Originally called Venezia Bakery, the Di Lauro’s building continues in the same location at the corner of McBride and East Division Streets. The business houses both the retail store and the bakery in its 1200 square feet, using every corner to prepare and bake the dough for 4:00 AM deliveries and then fill the display cases for walk-in customers. In the very back of the building stands a large gas oven specially designed to cook the loaves at different temperatures to assure nothing is overdone. Originally built in 1955, the oven can fit 46 full-sized sheet pans and 240 loaves of bread at one time. Aside from the oven, Di Lauro’s has only a few simple machines that are used, preferring artisan methods over factory-like production.
The lack of major machinery, as well as ingredients like yeast accelerators, are what makes their bread part of the “old world” tradition in which the business began. “Our dough sits in the mixer for three hours,” Paul explains, “before we even start working on it. That gives our bread its own identity. We work the dough much more slowly. It creates more air in the bread and the aroma is still there.” The end product is fresh, crusty, but still airy and, at the end of the day, when you use that same bread to make a sandwich, it tastes the same.
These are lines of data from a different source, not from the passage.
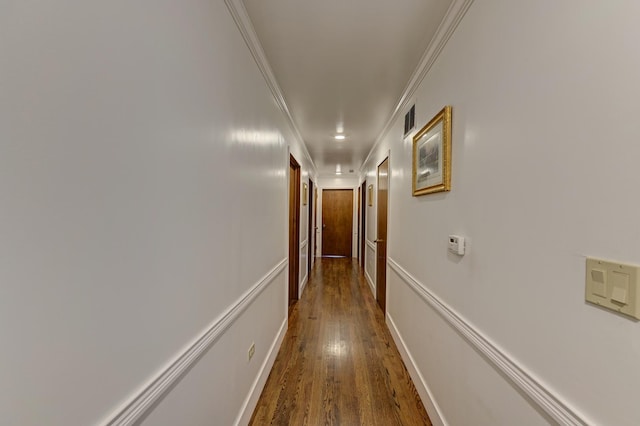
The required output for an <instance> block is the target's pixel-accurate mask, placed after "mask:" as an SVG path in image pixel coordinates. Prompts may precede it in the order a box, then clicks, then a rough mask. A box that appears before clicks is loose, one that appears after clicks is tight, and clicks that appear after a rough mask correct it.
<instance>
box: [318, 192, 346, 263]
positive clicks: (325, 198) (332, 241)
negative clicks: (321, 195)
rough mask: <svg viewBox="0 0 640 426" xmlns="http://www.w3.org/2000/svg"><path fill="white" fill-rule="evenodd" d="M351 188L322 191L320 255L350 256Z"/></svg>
mask: <svg viewBox="0 0 640 426" xmlns="http://www.w3.org/2000/svg"><path fill="white" fill-rule="evenodd" d="M352 236H353V190H352V189H325V190H323V191H322V255H323V256H345V257H351V253H352Z"/></svg>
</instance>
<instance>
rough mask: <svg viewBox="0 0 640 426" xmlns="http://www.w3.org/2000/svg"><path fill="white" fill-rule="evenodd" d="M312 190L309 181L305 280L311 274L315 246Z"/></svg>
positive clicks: (310, 181)
mask: <svg viewBox="0 0 640 426" xmlns="http://www.w3.org/2000/svg"><path fill="white" fill-rule="evenodd" d="M314 188H315V185H314V184H313V181H312V180H311V179H309V193H308V194H307V197H308V199H309V202H308V203H307V204H308V207H307V208H308V210H309V219H308V221H307V222H308V224H309V227H308V228H309V229H308V235H307V280H308V279H309V277H310V274H311V267H312V266H313V265H312V263H313V262H312V260H313V257H314V255H315V253H314V251H313V247H314V245H315V242H314V241H313V238H314V237H315V232H314V226H313V209H314V208H315V205H316V203H315V200H314V197H313V190H314ZM312 243H314V244H312Z"/></svg>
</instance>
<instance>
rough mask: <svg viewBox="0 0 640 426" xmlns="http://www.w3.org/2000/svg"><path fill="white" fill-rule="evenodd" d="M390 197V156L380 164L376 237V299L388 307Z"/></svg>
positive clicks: (382, 305)
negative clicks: (388, 251)
mask: <svg viewBox="0 0 640 426" xmlns="http://www.w3.org/2000/svg"><path fill="white" fill-rule="evenodd" d="M388 199H389V157H387V158H385V160H384V161H383V162H382V163H380V165H379V166H378V197H377V200H378V211H377V213H378V214H377V216H378V237H377V238H376V299H378V305H380V308H382V311H383V312H386V309H387V202H388Z"/></svg>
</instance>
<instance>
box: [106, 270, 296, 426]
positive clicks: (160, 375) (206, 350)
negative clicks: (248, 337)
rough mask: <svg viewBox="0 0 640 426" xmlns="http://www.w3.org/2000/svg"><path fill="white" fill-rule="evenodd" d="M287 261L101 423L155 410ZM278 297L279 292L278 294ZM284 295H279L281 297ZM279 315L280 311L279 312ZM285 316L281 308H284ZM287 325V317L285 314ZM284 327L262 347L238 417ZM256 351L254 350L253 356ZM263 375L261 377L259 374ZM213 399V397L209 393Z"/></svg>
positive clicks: (142, 416)
mask: <svg viewBox="0 0 640 426" xmlns="http://www.w3.org/2000/svg"><path fill="white" fill-rule="evenodd" d="M287 264H288V261H287V259H284V260H282V261H281V262H280V263H278V264H277V265H276V266H275V267H274V268H273V269H272V270H271V271H269V272H268V273H267V274H266V275H265V276H264V277H263V278H262V279H261V280H260V281H258V282H257V283H256V284H254V285H253V286H252V287H251V288H250V289H249V290H248V291H247V292H246V293H245V294H244V295H243V296H242V297H240V298H239V299H238V300H237V301H236V303H234V304H233V305H232V306H230V307H229V308H228V309H227V310H226V311H225V312H224V313H223V314H221V315H220V316H219V317H218V318H217V319H216V320H214V321H213V322H212V323H211V324H210V326H209V327H207V329H206V330H205V331H204V332H203V333H201V334H200V335H199V336H198V337H197V338H195V339H194V340H193V341H192V343H191V344H190V345H189V346H188V347H187V348H186V350H184V351H183V352H182V353H180V354H179V355H177V356H176V357H175V359H173V360H171V361H170V362H168V363H167V364H166V367H165V368H164V369H162V370H161V371H160V372H159V373H158V374H157V375H156V376H155V377H154V378H153V379H151V380H150V381H149V382H148V383H147V384H146V385H144V386H142V387H141V388H140V389H139V390H138V391H137V392H135V393H134V395H133V396H132V397H131V398H130V399H129V400H128V401H127V402H126V403H125V404H124V405H123V406H122V407H121V408H119V409H118V410H116V412H115V413H114V414H112V415H111V416H110V417H109V418H108V420H106V421H105V422H104V423H102V424H105V425H107V426H130V425H134V424H139V421H140V420H141V419H144V418H146V416H147V415H149V413H150V412H151V411H152V410H154V409H155V408H156V407H157V405H158V404H159V403H160V401H161V400H162V399H163V398H164V397H165V396H166V395H167V394H168V393H170V392H171V391H172V390H173V389H174V387H175V386H176V385H177V384H178V382H179V381H181V380H182V378H183V377H184V376H185V375H188V373H189V371H190V370H191V369H192V368H193V367H194V366H195V365H196V364H197V363H198V362H199V361H200V360H201V358H202V357H203V356H204V355H205V353H207V352H208V351H209V350H210V349H211V348H212V347H213V346H215V343H216V342H217V341H218V340H219V339H220V338H221V337H222V336H223V335H225V333H226V331H227V330H228V329H229V328H230V327H232V326H233V324H234V323H236V322H237V321H238V320H239V319H240V318H241V317H242V315H243V313H244V312H245V311H246V310H247V309H249V307H250V305H251V304H252V303H253V302H254V301H256V299H258V297H259V296H260V295H261V293H263V291H264V290H265V289H266V288H267V287H269V286H270V284H271V283H273V282H275V280H276V278H277V277H278V276H280V275H281V274H282V273H283V271H285V270H286V267H287ZM278 296H279V295H278ZM284 297H285V296H284V294H283V295H282V298H283V300H284ZM278 315H280V314H278ZM283 315H284V309H283ZM285 324H286V317H285ZM282 330H286V327H285V326H284V325H283V326H281V327H280V331H279V332H278V333H277V335H276V336H273V339H274V340H273V343H272V344H271V348H270V349H269V352H268V353H267V352H266V351H264V350H262V351H261V352H262V353H263V354H265V358H264V361H263V363H262V367H261V368H260V370H259V374H258V375H257V376H256V378H255V379H254V380H252V381H253V386H252V387H251V389H250V391H249V392H248V395H249V396H247V397H246V399H245V402H244V404H243V405H242V409H241V411H240V414H239V417H238V418H244V417H245V415H244V412H245V411H249V410H253V407H252V406H251V403H253V404H254V405H255V402H256V401H257V397H254V393H256V392H257V393H258V395H259V392H260V391H261V388H259V384H260V383H262V385H264V381H265V380H266V377H267V376H268V374H269V370H270V365H271V364H273V359H275V358H274V356H275V355H274V352H275V353H277V351H278V348H279V343H280V342H281V341H282V336H283V331H282ZM257 355H258V353H256V356H257ZM263 375H264V377H262V376H263ZM219 386H220V390H221V391H222V390H223V389H224V387H225V385H224V384H219ZM211 397H212V398H213V396H211Z"/></svg>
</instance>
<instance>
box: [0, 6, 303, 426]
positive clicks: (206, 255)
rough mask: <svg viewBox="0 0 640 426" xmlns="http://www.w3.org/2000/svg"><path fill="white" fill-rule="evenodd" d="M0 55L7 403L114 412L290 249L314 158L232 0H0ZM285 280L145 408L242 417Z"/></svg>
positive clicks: (3, 233)
mask: <svg viewBox="0 0 640 426" xmlns="http://www.w3.org/2000/svg"><path fill="white" fill-rule="evenodd" d="M0 70H2V71H0V199H2V203H1V204H2V207H1V208H0V235H2V238H1V239H0V282H1V283H2V284H1V288H0V292H1V293H0V341H2V347H3V349H2V351H1V352H0V377H2V381H1V384H0V423H2V424H14V425H18V424H19V425H41V424H47V425H87V424H95V423H97V422H100V421H103V420H109V419H110V418H111V417H110V416H111V415H112V414H113V413H116V412H117V411H118V410H119V408H120V407H121V404H124V403H126V402H127V401H128V400H129V399H130V398H132V397H135V396H136V395H138V391H140V390H141V389H143V388H144V386H145V385H147V384H148V383H149V382H150V380H152V379H153V378H155V377H156V376H157V375H158V374H159V373H161V372H162V371H164V369H165V368H166V367H167V365H169V364H170V363H171V362H172V361H173V360H175V359H176V357H179V356H180V355H181V354H183V353H184V351H185V348H190V347H191V346H190V345H192V343H193V342H194V339H196V338H198V337H199V336H200V335H201V334H202V333H203V332H204V331H206V330H208V329H209V328H210V327H212V325H214V326H215V325H216V324H217V323H218V321H219V320H220V318H221V317H223V316H224V315H225V313H227V312H229V311H230V310H232V309H233V308H234V307H236V306H238V303H239V300H241V299H242V298H243V296H244V295H246V294H247V292H248V291H250V290H251V289H253V288H254V286H255V285H256V283H260V282H261V280H262V278H263V277H264V276H265V274H267V273H268V272H269V271H270V270H272V268H274V267H275V266H276V265H278V264H280V263H281V262H282V261H283V260H284V259H285V258H286V256H287V239H286V233H287V168H288V148H287V147H288V146H291V152H293V153H297V155H298V157H297V158H298V160H299V161H300V162H301V164H302V167H303V172H304V171H305V170H306V172H307V174H308V171H309V170H310V166H309V164H308V162H307V161H306V160H305V159H304V158H301V157H303V156H302V155H301V154H300V152H301V148H300V146H299V144H298V142H297V141H296V140H295V138H294V137H292V135H291V131H290V130H289V127H287V125H286V122H285V119H284V116H283V114H282V113H281V111H280V110H279V109H278V107H277V105H276V103H275V102H273V96H272V94H271V92H270V91H269V89H268V87H267V85H266V84H265V79H264V77H263V76H262V75H261V73H260V72H259V70H258V68H257V66H256V63H255V61H254V59H253V58H252V56H251V54H250V53H249V51H248V49H247V47H246V44H245V41H244V40H243V38H242V37H241V35H240V32H239V31H238V28H237V27H236V25H235V23H234V21H233V19H232V18H231V15H230V14H229V11H228V10H227V8H226V7H225V5H224V3H223V2H203V1H196V0H187V1H180V2H166V1H165V2H153V1H147V0H143V1H138V2H129V1H122V0H115V1H108V2H107V1H103V2H83V1H76V0H62V1H57V2H52V3H48V2H12V1H9V2H7V1H0ZM303 211H304V209H303ZM286 282H287V280H286V272H283V273H280V274H278V275H277V276H275V277H274V278H273V279H272V280H269V281H268V282H266V284H265V285H266V287H265V289H264V290H263V291H262V292H261V293H260V294H259V295H258V296H257V298H256V299H255V301H254V302H253V303H251V304H249V305H248V306H245V307H244V308H243V309H245V310H243V311H241V312H239V313H236V315H238V316H239V317H238V319H237V321H235V322H234V323H233V324H232V325H231V326H230V327H229V329H228V330H226V331H225V332H224V333H223V334H222V335H221V337H220V338H219V339H218V340H217V341H216V342H214V343H213V346H212V347H211V349H210V350H209V352H207V353H206V356H203V357H202V358H201V359H200V360H199V361H198V362H197V363H196V364H195V365H194V367H193V369H192V370H191V371H190V372H189V373H187V375H186V376H185V377H184V378H183V379H182V381H180V382H178V383H177V385H175V387H173V388H171V392H170V394H169V396H167V398H166V399H165V400H163V401H162V402H160V405H159V406H158V407H157V408H156V409H157V410H158V412H157V413H162V415H154V414H153V413H151V415H150V416H149V417H148V418H147V421H146V423H147V424H167V425H168V424H184V425H190V424H204V423H210V421H211V419H214V418H215V419H217V420H219V421H220V422H221V424H230V423H231V422H233V421H234V419H236V418H237V416H238V415H239V413H240V411H241V408H242V404H243V402H244V401H246V398H247V397H248V395H249V394H250V392H251V389H252V386H253V383H254V381H255V380H256V379H257V377H258V375H259V374H260V367H261V365H262V364H263V362H265V360H266V359H267V355H268V350H269V348H270V346H271V345H272V344H273V343H274V342H276V338H277V336H278V333H279V331H280V330H281V326H282V324H283V322H284V321H285V320H286V285H287V284H286ZM252 341H255V342H256V355H255V357H254V359H253V360H252V361H251V363H247V361H246V354H247V349H248V347H249V345H250V343H251V342H252ZM276 350H277V348H276ZM267 373H268V370H267ZM221 389H224V391H221ZM258 392H259V390H258ZM205 419H207V420H205Z"/></svg>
Baking bread is an art form. Paul describes it as a process of “feel and touch and experience.” He began in the bread business in much the same way that Di Lauro’s founder did—initially knowing very little about bread. He was working at Westinghouse, an electric supply company, as a management trainee. A year before his marriage to Valerie Di Lauro, Paul was offered a transfer to New York City and, at the same time, his fiancé was offered a teaching job in Syracuse. As circumstances converged, Paul decided to leave his job and become involved in Valerie’s family business. Paul recounts the conversation he had with his father-in-law: “I said, ‘Would you like me to be part of your business? I can start from the bottom and see where it takes me.’ He tried to persuade me. He said, ‘It’s not a glamorous business.’”
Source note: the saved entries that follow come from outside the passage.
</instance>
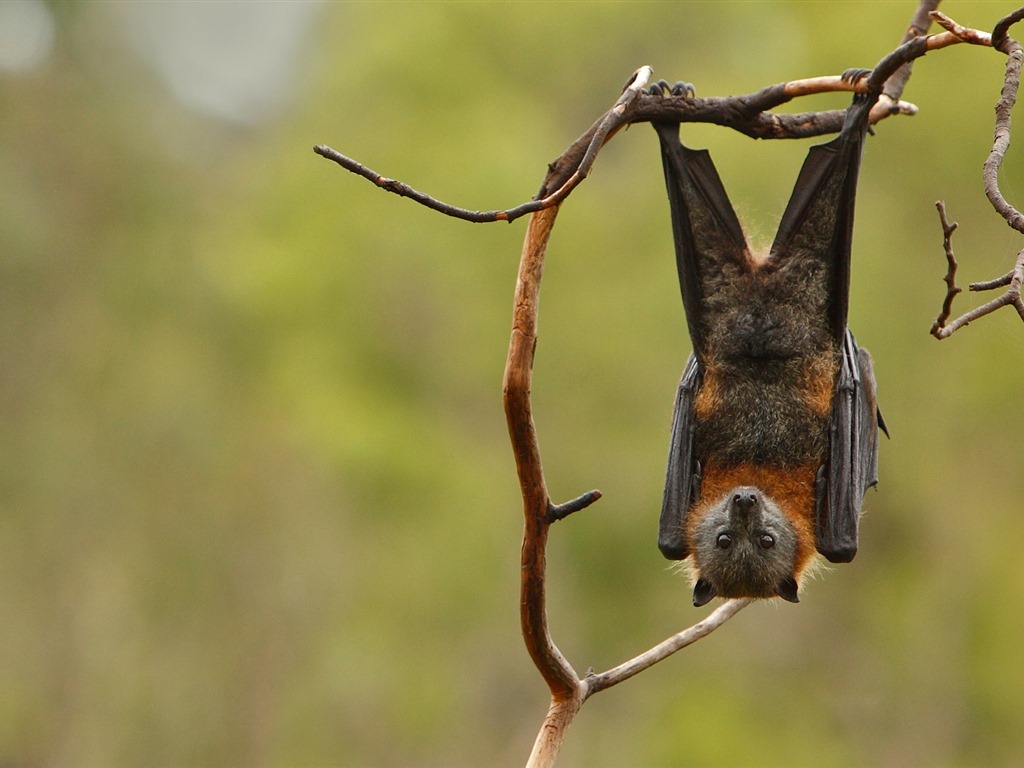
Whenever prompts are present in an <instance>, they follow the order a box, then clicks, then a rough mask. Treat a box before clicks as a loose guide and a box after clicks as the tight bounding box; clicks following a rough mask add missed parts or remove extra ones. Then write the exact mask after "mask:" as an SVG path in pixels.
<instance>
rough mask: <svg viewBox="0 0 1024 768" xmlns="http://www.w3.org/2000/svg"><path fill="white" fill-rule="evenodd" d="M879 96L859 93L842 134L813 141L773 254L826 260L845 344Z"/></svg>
mask: <svg viewBox="0 0 1024 768" xmlns="http://www.w3.org/2000/svg"><path fill="white" fill-rule="evenodd" d="M874 101H876V98H868V97H866V96H863V95H858V96H857V97H856V99H855V101H854V103H853V104H852V105H851V106H850V109H849V110H848V111H847V114H846V122H845V123H844V125H843V131H842V132H841V133H840V135H839V136H838V137H837V138H835V139H834V140H831V141H829V142H828V143H826V144H820V145H818V146H813V147H811V150H810V152H809V153H808V154H807V159H806V160H805V161H804V165H803V167H802V168H801V169H800V175H799V176H798V177H797V183H796V184H795V185H794V189H793V196H792V197H791V198H790V203H788V205H787V206H786V209H785V212H784V213H783V214H782V220H781V221H780V222H779V227H778V233H777V234H776V236H775V241H774V243H773V244H772V247H771V257H772V258H773V259H777V260H779V261H782V260H784V261H785V262H787V263H792V262H795V261H804V262H805V263H806V264H807V265H808V266H807V267H806V268H815V267H814V266H812V265H822V266H824V268H825V270H826V272H825V281H824V282H823V283H822V284H821V285H822V288H823V289H824V294H823V296H822V299H823V300H824V301H825V302H826V304H827V316H828V325H829V329H828V330H829V333H830V336H831V339H833V341H834V342H835V343H836V345H837V347H841V346H842V345H843V344H844V337H845V335H846V322H847V310H848V308H849V295H850V253H851V247H852V244H853V210H854V202H855V201H856V198H857V174H858V171H859V169H860V156H861V153H862V151H863V146H864V136H865V134H866V132H867V125H868V117H869V115H870V111H871V106H872V105H873V103H874Z"/></svg>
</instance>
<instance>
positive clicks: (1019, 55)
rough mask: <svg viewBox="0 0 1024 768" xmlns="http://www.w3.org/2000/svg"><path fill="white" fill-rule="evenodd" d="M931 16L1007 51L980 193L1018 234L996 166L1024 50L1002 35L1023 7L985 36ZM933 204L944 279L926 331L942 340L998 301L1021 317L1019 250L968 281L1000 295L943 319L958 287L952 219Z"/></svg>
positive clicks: (1020, 230) (971, 285)
mask: <svg viewBox="0 0 1024 768" xmlns="http://www.w3.org/2000/svg"><path fill="white" fill-rule="evenodd" d="M932 15H933V16H934V17H935V19H936V20H937V22H938V23H939V24H941V25H942V26H943V27H945V28H946V29H947V30H949V32H950V34H954V35H956V36H958V37H961V38H963V39H964V40H965V41H966V42H971V43H975V44H979V45H991V46H992V47H993V48H995V49H996V50H999V51H1001V52H1002V53H1006V54H1007V67H1006V73H1005V75H1004V80H1002V90H1001V92H1000V94H999V100H998V102H997V103H996V104H995V135H994V138H993V140H992V148H991V151H990V152H989V154H988V158H987V159H986V160H985V166H984V173H983V177H984V183H985V195H986V196H987V197H988V200H989V202H990V203H991V204H992V208H994V209H995V212H996V213H998V214H999V216H1001V217H1002V219H1004V220H1005V221H1006V222H1007V223H1008V224H1009V225H1010V226H1011V227H1013V228H1014V229H1016V230H1017V231H1019V232H1021V233H1024V215H1022V214H1021V212H1020V211H1018V210H1017V209H1016V208H1015V207H1014V206H1013V205H1011V204H1010V203H1009V202H1008V201H1007V199H1006V198H1004V197H1002V193H1001V191H1000V189H999V180H998V175H999V169H1000V168H1001V167H1002V161H1004V159H1005V158H1006V153H1007V150H1008V148H1009V146H1010V121H1011V114H1012V112H1013V108H1014V104H1015V103H1016V101H1017V91H1018V89H1019V87H1020V74H1021V63H1022V60H1024V51H1022V48H1021V45H1020V43H1018V42H1017V41H1016V40H1014V39H1013V38H1011V37H1010V36H1009V35H1008V32H1009V31H1010V28H1011V27H1012V26H1013V25H1015V24H1017V23H1018V22H1020V20H1022V19H1024V8H1020V9H1018V10H1016V11H1014V12H1013V13H1011V14H1010V15H1008V16H1006V17H1004V18H1001V19H999V22H998V24H996V25H995V29H994V30H993V31H992V34H991V35H990V36H988V35H984V33H978V32H977V31H976V30H968V29H966V28H964V27H962V26H961V25H958V24H956V23H955V22H953V20H952V19H950V18H948V17H947V16H945V15H943V14H942V13H938V12H934V13H933V14H932ZM936 206H937V207H938V209H939V216H940V219H941V221H942V229H943V238H944V248H945V252H946V261H947V264H948V267H947V271H946V278H945V282H946V296H945V299H944V300H943V302H942V310H941V311H940V312H939V315H938V317H936V319H935V323H933V324H932V330H931V334H932V336H934V337H935V338H937V339H946V338H948V337H949V336H951V335H952V334H954V333H956V331H958V330H959V329H962V328H964V327H965V326H968V325H970V324H971V323H972V322H974V321H976V319H978V318H979V317H983V316H985V315H986V314H990V313H991V312H994V311H995V310H996V309H998V308H999V307H1004V306H1013V307H1015V308H1016V309H1017V313H1018V314H1019V315H1020V316H1021V319H1024V302H1022V299H1021V283H1022V281H1024V251H1021V252H1020V253H1018V254H1017V258H1016V260H1015V262H1014V267H1013V268H1012V269H1011V270H1010V271H1009V272H1007V273H1006V274H1004V275H1002V276H1001V278H996V279H995V280H991V281H985V282H981V283H972V284H971V285H970V286H969V288H970V289H971V291H974V292H980V291H991V290H994V289H996V288H1006V289H1007V290H1006V291H1005V292H1004V293H1002V294H1001V295H1000V296H998V297H996V298H994V299H992V300H991V301H988V302H986V303H985V304H982V305H981V306H979V307H976V308H975V309H972V310H971V311H969V312H966V313H964V314H962V315H961V316H959V317H957V318H956V319H954V321H952V322H948V321H949V314H950V312H951V309H952V302H953V297H954V296H955V295H956V294H957V293H959V292H961V289H959V288H957V287H956V284H955V275H956V266H957V265H956V260H955V258H954V257H953V254H952V248H951V246H950V243H949V240H950V236H951V234H952V231H953V230H954V229H955V228H956V224H955V223H954V224H949V223H948V222H947V221H946V216H945V208H944V207H943V206H942V204H941V203H937V204H936Z"/></svg>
Many years later, Paul is still at the bakery making sure the integrity of the Di Lauro’s product remains the same, even as the neighborhood itself has changed. Fallen into blight over the last few decades, it’s long-standing businesses like Di Lauro’s that can understand what the Northside once was, what it has become, and where it’s headed. “There’s positive communications coming out of the Northside,” Paul explains, “It takes time, stabilization, the expansion of St. Joe’s and Destiny, maybe, to establish a better quality of life here. It can’t happen overnight.” Although there’s not the same bustle of Italian families buying their bread before dinner, there’s still much foot traffic in and out of the bakery, whether it’s for a loaf of Italian bread or a slice of pizza. “We’re a neighborhood bakery,” Paul says, “that is something I never take for granted.”